Don't mistake this short-term rally
as a sign of recovery. On the contrary, a US strike in Syria could see a flight of capital to safer markets and see Indian stock prices fall sharply. There have been reports that the US has asked some its embassies in West Asia to evacuate staff and this may not be taken well by the markets when they open on Tuesday (The markets are closed on Monday on account of Ganesh Chaturthi).
The uncertainty regarding deficits in India, rising inflation, high crude oil prices, and a crucial US Fed meeting to decide on tapering of an easy money policy called 'quantitative easing' will continue to put strain on the Indian market.
In fact, even before Rajan took charge as the
new governor of RBI the market had started to bounce back.
The BSE Sensex turned from a low of 17,449 on August 28, has gained 10 per cent or 1,821 points to close on Friday at 19,270. But prior to this rise, the BSE Sensex has witnessed a sharp fall of 14 per cent on poor domestic fundamentals like weak rupee, rising oil prices and poor GDP growth in just one month.
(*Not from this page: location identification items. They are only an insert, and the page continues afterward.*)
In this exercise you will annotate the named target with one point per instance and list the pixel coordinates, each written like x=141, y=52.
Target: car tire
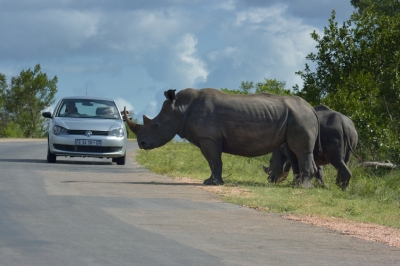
x=121, y=160
x=51, y=158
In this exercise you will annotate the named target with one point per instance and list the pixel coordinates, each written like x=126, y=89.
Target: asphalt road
x=83, y=211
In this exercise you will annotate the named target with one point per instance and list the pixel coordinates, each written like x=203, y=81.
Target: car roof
x=86, y=98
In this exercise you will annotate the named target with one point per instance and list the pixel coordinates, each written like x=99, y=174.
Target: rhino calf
x=244, y=125
x=338, y=140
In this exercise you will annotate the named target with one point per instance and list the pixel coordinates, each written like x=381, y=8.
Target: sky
x=134, y=50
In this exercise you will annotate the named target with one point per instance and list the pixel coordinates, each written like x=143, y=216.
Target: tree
x=27, y=96
x=245, y=88
x=270, y=86
x=387, y=7
x=357, y=73
x=273, y=86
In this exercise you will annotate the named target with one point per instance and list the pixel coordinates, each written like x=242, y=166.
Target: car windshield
x=84, y=108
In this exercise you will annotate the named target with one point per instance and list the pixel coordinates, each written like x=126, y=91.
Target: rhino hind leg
x=212, y=151
x=343, y=174
x=211, y=181
x=320, y=176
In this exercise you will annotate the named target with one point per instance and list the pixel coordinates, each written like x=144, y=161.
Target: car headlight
x=117, y=132
x=57, y=130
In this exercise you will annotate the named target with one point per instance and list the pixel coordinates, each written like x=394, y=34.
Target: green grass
x=373, y=194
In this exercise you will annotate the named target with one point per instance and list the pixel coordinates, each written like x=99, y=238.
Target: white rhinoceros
x=246, y=125
x=338, y=140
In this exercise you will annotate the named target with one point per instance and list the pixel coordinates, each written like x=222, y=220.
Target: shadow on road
x=139, y=183
x=58, y=161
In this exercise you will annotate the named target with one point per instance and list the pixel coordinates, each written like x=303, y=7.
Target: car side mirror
x=46, y=114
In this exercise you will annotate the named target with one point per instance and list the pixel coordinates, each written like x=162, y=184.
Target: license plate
x=92, y=142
From a high of 20,351 on July 23, the Sensex fell by 2,902 points to 17,968 on August 27.
To be sure, the inaugural speech of the new governor has certainly
impressed market participants. They hope that he will take positive steps to stabilize the Indian rupee, and help bring growth on track. A clearer picture may emerge on September 20 when Rajan presents his first monetary policy.
The rise in the market is also on the expectation that the government will increase diesel prices by Rs 2-3 per litre in the next few days.
Says Gautam Chhaochharia, Executive Director, Head of India Research at UBS, "India is a reasonable story, but one can't get carried away. It is not a runaway market. Today, the mood has changed. Majority of clients are holding back their investment." Adds Vibhav Kapoor, Group Chief Investment Officer at IL&FS, "Until we see a clarity we would prefer to sit on the fence as today the risk of losing is much more than gaining in the market."
The pessimism in the market may be a good time to pick up stocks but in the immediate short-term it would be better to wait for the outcome of the US Fed meeting on September 18 and the RBI policy on September 20.
For those who need much more clarity on the markets, there is no harm in waiting till the general elections are over in 2014. We will know if there is a chance of a strong coalition government taking charge of the battered economy.